According to Jesus entrance into the kingdom of heaven is contingent upon doing the will of the Father. This begs a deeper question, a question that I have heard countless people ask, "What is the Father's will?" Or more personally, "What is God's will for my life?"
For many the issue of God's will seems to be mysterious, something which they seek to discover and or which they pray God would reveal. On one level I think that God does have a specific or unique will for each individual, but on another level I think that God has a general will for all of his children, and that it actually isn't all that mysterious, doesn't need to be discovered, and has already been revealed. In fact there are several places in the Scriptures where God's will is spelled out for us. There is one in particular where God's will could not be any clearer.
"It is God's will that you should be sanctified..." 1 Thessalonians 4.3
There it is...God's will revealed to us...that we would be sanctified. To be sanctified means to be "holy" or set apart. The Father's will is that we would be holy, set apart for him to display his love and goodness to the world. Continue to read after verse three and Paul actually gives some specific and practical ways in which we are to be set apart.
Yet, while God's will is that we should be holy it almost seems as if "holy" has become an ugly four letter word in the church today. In the past few decades the church has become more grace-oriented. The prevailing message is "come as you are," "God can use you in spite of your brokenness, in spite of your mess," "we're all sinners and none of us are perfect," I am thankful for this message and for the abandoning of a more legalistic message that tends to put up more barriers than it does welcome people in.
And yet I fear the pendulum perhaps has swung too far. I fear that our message is coming at th expense of God's call to be holy. While God does invite us "come as you are" and while we are all broken and messy sinners the message of Jesus' gospel is clear that God can fix us and make us whole, has saved us from sin and reconciled us to himself. In short, he has called us to be holy, but more than that through the cross and resurrection he has made us holy.

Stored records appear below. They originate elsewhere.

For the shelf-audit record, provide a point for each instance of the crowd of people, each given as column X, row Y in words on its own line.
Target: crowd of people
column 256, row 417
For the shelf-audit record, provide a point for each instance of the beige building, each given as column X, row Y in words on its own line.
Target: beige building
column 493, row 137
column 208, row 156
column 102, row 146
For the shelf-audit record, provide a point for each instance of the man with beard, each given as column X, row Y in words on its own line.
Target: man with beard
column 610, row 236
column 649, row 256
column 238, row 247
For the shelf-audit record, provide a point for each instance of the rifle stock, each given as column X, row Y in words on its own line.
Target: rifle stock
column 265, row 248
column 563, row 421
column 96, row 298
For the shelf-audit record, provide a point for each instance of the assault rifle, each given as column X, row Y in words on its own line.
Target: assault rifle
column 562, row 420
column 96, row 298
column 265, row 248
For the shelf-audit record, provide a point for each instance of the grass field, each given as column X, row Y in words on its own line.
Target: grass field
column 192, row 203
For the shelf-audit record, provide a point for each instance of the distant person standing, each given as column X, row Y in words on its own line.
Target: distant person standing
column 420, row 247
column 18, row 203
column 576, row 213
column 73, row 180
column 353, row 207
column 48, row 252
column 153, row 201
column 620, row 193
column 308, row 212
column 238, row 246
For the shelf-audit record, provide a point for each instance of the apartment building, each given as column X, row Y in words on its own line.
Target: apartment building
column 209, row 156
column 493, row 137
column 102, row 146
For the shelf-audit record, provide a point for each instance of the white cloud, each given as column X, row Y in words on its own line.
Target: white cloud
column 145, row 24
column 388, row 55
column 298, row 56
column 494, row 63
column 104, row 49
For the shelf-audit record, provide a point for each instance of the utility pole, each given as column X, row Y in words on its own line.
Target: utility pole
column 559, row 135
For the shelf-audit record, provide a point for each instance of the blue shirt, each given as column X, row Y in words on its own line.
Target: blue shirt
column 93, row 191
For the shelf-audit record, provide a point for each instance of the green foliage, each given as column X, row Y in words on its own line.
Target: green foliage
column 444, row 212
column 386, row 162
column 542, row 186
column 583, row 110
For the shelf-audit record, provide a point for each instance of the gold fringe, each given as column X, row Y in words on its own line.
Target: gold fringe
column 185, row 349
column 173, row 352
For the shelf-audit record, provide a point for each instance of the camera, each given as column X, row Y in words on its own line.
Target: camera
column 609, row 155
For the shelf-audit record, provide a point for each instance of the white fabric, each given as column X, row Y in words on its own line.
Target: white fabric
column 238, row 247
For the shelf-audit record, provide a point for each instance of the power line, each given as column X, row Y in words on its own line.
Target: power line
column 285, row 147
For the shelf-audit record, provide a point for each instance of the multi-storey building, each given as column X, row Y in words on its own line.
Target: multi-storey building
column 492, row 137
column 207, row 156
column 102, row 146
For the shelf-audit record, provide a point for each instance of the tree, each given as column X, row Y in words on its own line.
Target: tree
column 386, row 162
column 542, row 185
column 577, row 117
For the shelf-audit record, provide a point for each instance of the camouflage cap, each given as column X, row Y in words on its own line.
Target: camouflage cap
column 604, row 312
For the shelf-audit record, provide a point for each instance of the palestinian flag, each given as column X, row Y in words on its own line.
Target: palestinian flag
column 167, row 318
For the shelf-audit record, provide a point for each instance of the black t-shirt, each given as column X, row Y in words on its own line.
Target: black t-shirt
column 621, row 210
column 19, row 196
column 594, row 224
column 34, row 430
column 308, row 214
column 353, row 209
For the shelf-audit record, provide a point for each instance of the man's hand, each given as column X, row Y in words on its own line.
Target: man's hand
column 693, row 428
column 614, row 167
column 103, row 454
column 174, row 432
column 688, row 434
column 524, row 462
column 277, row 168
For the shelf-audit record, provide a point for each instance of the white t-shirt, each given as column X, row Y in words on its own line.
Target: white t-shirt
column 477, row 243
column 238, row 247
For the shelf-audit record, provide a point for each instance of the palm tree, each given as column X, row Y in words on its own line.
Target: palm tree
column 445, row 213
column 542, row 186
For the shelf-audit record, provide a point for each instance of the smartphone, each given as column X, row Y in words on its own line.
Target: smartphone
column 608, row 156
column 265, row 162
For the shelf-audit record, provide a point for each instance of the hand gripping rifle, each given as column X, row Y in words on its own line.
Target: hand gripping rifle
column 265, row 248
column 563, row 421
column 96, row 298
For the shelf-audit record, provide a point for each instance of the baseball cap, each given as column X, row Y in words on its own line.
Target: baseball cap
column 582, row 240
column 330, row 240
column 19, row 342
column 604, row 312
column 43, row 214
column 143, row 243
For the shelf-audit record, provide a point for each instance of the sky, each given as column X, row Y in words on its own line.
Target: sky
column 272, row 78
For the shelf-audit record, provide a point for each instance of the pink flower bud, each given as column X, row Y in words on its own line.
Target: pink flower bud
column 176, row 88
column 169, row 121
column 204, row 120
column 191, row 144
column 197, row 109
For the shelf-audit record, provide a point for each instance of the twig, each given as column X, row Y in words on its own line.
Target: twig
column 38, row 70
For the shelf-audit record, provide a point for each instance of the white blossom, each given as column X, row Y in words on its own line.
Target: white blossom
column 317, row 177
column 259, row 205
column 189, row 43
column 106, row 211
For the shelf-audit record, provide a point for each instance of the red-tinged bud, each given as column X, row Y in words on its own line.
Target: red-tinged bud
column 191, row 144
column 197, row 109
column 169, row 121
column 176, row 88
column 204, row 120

Why is it then we're only told that we're dirty sinners saved by a loving God and not that we are holy because God has made us holy? Why is it that often times the use of the word holy is negative? Have you ever been called or called someone "holier than thou?" It wasn't a compliment!
God's will is that we should be holy. In fact we read in the Bible, "be holy as I am holy," which suggests that its possible. God couldn't call us to be something for which its impossible for us to be. The good news of Jesus is that though we are sinners and cannot be holy on our own God, through Jesus, defeated the sin that plagues us, and by the Holy Spirit we can be made whole and live holy set apart lives for God.
Let's redeem the word holy. Its a great word. It reminds us that there is something distinct, unique, and compelling about following Christ, something at which the world looks and says, "there's something different about those people but in a good way."
You are a sinner. You are a mess. You are broken. Jesus has defeated sin. Jesus cleaned up your mess. Jesus is making you whole. Be holy. It is God's will for your life.